Background: Low serum magnesium (Mg) has been independently shown to increase risk of heart failure (HF), but data on the association between serum Mg concentration and the outcome of patients with HF are conflicting. The purpose of this systematic review and meta-analysis was to estimate the prognostic effects of hypermagnesemia and hypomagnesemia on cardiovascular (CV) mortality and all-cause mortality (ACM) of patients with HF.
Methods: Relevant studies were identified from Medline and Scopus databases. Included and excluded criteria were defined. Effects (i.e., log [risk ratio [RR]]) of hypomagnesemia and hypermagnesemia versus normomagnesemia were estimated using Poisson regression, and then a multivariate meta-analysis was applied for pooling RRs across studies. Heterogeneity was explored using a meta-regression and subgroup analysis.
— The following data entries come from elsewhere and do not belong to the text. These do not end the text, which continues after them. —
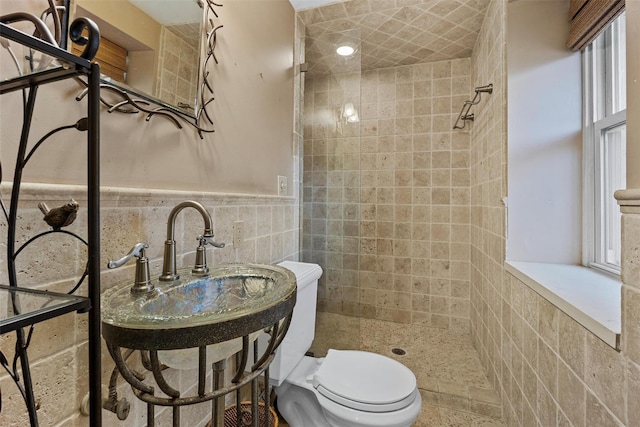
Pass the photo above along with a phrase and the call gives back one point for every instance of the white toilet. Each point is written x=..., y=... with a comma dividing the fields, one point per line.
x=346, y=388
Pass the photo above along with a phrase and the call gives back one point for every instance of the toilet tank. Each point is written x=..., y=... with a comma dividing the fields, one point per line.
x=303, y=323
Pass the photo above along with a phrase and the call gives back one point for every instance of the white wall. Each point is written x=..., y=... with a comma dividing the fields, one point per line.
x=545, y=140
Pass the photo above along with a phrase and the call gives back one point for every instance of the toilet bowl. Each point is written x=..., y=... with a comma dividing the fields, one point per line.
x=347, y=388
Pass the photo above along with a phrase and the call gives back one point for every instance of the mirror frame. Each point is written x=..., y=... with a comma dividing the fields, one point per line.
x=134, y=102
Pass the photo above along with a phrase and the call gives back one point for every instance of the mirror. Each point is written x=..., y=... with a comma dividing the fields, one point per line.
x=150, y=48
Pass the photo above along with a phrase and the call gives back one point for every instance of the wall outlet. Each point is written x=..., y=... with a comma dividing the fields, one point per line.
x=283, y=189
x=238, y=234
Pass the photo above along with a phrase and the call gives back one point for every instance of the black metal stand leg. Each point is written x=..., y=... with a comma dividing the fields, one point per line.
x=21, y=348
x=95, y=354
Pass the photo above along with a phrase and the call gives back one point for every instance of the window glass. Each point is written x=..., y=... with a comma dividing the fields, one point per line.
x=605, y=142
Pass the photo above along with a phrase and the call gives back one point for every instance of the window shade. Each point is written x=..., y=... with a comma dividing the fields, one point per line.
x=588, y=17
x=111, y=57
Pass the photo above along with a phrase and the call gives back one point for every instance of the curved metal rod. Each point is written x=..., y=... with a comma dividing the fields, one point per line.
x=44, y=233
x=157, y=375
x=91, y=43
x=126, y=372
x=243, y=361
x=42, y=31
x=270, y=348
x=81, y=125
x=190, y=400
x=104, y=102
x=13, y=373
x=164, y=111
x=5, y=44
x=57, y=26
x=137, y=104
x=464, y=115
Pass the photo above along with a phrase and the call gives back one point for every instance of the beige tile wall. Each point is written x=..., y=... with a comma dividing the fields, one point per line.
x=386, y=202
x=58, y=348
x=178, y=63
x=549, y=370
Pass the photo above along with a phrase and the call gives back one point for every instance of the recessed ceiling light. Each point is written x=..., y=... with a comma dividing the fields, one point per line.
x=345, y=50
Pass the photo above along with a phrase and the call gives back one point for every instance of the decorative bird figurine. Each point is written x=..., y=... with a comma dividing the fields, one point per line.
x=61, y=216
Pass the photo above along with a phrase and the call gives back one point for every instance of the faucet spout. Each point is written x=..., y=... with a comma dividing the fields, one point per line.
x=169, y=270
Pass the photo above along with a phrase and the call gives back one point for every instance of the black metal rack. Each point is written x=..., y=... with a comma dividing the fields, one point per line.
x=48, y=304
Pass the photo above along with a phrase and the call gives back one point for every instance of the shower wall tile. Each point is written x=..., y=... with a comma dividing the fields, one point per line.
x=411, y=257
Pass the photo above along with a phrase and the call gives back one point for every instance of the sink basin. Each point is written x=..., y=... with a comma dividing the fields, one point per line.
x=234, y=300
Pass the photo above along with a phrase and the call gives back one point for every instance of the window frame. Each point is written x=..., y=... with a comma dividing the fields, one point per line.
x=597, y=102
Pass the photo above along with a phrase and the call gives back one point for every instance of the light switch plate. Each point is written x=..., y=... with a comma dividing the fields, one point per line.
x=282, y=186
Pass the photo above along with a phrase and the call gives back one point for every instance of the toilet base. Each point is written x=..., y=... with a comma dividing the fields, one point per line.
x=302, y=406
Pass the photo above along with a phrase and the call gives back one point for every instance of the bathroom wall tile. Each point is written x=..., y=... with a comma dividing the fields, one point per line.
x=598, y=415
x=605, y=368
x=571, y=395
x=631, y=323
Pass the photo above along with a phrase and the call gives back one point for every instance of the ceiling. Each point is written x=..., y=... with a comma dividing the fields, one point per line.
x=388, y=33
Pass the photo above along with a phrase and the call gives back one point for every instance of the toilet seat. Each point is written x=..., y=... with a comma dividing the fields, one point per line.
x=365, y=381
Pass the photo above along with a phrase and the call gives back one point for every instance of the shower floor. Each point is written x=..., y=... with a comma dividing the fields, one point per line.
x=454, y=387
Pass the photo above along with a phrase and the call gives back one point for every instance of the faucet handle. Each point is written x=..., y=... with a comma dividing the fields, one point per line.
x=142, y=283
x=208, y=240
x=136, y=251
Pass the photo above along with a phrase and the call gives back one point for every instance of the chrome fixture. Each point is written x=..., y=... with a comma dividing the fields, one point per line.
x=464, y=115
x=142, y=283
x=169, y=270
x=347, y=113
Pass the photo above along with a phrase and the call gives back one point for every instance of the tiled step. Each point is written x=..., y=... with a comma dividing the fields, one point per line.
x=460, y=397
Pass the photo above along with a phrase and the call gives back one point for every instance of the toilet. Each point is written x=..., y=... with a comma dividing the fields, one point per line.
x=344, y=389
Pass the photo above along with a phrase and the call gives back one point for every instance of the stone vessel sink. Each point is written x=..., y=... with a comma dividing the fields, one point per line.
x=234, y=300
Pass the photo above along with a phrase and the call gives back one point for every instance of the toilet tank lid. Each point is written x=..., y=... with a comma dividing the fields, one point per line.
x=306, y=273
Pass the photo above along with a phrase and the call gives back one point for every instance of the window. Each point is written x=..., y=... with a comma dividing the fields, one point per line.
x=604, y=145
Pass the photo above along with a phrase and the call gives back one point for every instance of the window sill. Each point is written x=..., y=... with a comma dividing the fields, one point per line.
x=591, y=298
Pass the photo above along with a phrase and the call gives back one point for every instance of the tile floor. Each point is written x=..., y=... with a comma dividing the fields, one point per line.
x=455, y=390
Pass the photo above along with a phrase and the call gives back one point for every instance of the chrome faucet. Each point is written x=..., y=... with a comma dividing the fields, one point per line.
x=169, y=271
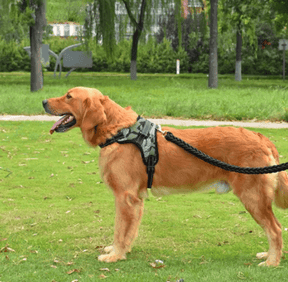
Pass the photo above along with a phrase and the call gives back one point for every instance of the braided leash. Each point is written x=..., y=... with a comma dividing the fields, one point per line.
x=245, y=170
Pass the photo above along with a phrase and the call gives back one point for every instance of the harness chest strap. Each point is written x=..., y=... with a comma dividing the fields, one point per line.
x=143, y=135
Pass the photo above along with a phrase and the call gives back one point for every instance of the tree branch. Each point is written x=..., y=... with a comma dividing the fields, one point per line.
x=133, y=20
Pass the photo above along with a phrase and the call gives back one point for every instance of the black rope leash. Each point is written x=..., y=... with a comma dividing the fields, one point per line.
x=202, y=156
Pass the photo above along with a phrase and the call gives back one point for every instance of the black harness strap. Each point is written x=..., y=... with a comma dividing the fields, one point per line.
x=143, y=135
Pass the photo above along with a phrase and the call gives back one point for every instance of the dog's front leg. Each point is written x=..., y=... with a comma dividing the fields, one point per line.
x=129, y=210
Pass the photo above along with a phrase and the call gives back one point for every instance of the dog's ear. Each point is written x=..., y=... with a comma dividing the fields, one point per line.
x=94, y=114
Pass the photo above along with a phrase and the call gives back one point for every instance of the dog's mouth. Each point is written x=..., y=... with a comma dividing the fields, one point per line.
x=64, y=123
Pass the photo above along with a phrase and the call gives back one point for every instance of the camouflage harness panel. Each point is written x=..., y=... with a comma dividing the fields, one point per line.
x=143, y=135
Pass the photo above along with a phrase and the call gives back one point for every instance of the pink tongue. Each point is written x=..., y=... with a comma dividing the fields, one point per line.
x=57, y=123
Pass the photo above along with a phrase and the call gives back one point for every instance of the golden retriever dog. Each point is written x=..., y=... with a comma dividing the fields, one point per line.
x=123, y=170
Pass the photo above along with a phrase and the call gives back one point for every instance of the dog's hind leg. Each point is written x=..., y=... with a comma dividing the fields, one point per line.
x=132, y=233
x=257, y=199
x=129, y=210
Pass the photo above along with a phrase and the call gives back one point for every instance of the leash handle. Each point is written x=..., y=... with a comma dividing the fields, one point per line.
x=202, y=156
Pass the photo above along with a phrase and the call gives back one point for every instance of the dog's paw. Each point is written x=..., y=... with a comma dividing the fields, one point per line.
x=111, y=257
x=263, y=255
x=108, y=249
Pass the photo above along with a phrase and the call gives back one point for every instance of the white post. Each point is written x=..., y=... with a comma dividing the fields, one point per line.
x=177, y=66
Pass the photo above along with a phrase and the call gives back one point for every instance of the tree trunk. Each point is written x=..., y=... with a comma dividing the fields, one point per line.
x=138, y=30
x=213, y=58
x=134, y=49
x=36, y=34
x=238, y=75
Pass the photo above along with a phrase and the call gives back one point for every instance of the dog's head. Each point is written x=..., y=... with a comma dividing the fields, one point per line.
x=79, y=107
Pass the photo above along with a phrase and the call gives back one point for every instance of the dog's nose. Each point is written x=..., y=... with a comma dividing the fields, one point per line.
x=44, y=103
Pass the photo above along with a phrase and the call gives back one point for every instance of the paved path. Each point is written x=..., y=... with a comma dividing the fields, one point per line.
x=171, y=121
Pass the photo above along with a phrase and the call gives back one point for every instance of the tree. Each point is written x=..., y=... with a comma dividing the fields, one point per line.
x=213, y=54
x=140, y=14
x=242, y=16
x=36, y=11
x=12, y=23
x=136, y=35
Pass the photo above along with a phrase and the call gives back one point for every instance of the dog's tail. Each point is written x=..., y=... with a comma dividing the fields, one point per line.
x=281, y=193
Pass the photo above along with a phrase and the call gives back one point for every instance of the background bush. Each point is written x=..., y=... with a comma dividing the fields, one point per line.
x=153, y=57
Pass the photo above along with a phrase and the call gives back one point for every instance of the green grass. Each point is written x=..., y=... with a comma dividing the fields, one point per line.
x=185, y=96
x=55, y=211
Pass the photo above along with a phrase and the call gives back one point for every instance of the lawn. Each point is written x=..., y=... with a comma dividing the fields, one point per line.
x=56, y=216
x=184, y=96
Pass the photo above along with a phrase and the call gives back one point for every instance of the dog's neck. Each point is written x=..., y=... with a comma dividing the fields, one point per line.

Results: On analysis, 7 eligible prospective studies yielded a total of 5172 chronic HF patients with 913 and 1438 deaths from CV and ACM, respectively. Most participants were elderly men with left ventricular (LV) ejection fraction ≤40%. Those patients with baseline hypermagnesemia had a significantly higher risk of CV mortality (RR, 1.38; 95% confidence interval [CI], 1.07-1.78) or ACM (RR, 1.35; 95% CI, 1.18-1.54) than those with baseline normomagnesemia. However, baseline hypomagnesemia was not associated with the risk of CV mortality (RR, 1.11; 95% CI, 0.79-1.57) and ACM (RR, 1.11; 95% CI, 0.87-1.41). A subgroup analysis by Mg cutoff suggested a dose-response trend for hypermagnesemia effects, that is, the pooled RRs for CV mortality were 1.28 (95% CI, 1.05-1.55) and 1.92 (95% CI, 1.00-3.68) for the cutoff of 0.89 to 1.00 and 1.05 to 1.70 mmol/L, respectively.
Conclusion: The present systematic review and meta-analysis suggested that, in HF patients, hypermagnesemia with serum Mg ≥ 1.05 mmol/L was associated with an increased risk of CV mortality and ACM but this was not observed for hypomagnesemia. This finding was limited to the elderly patients with chronic HF who had reduced LV systolic function.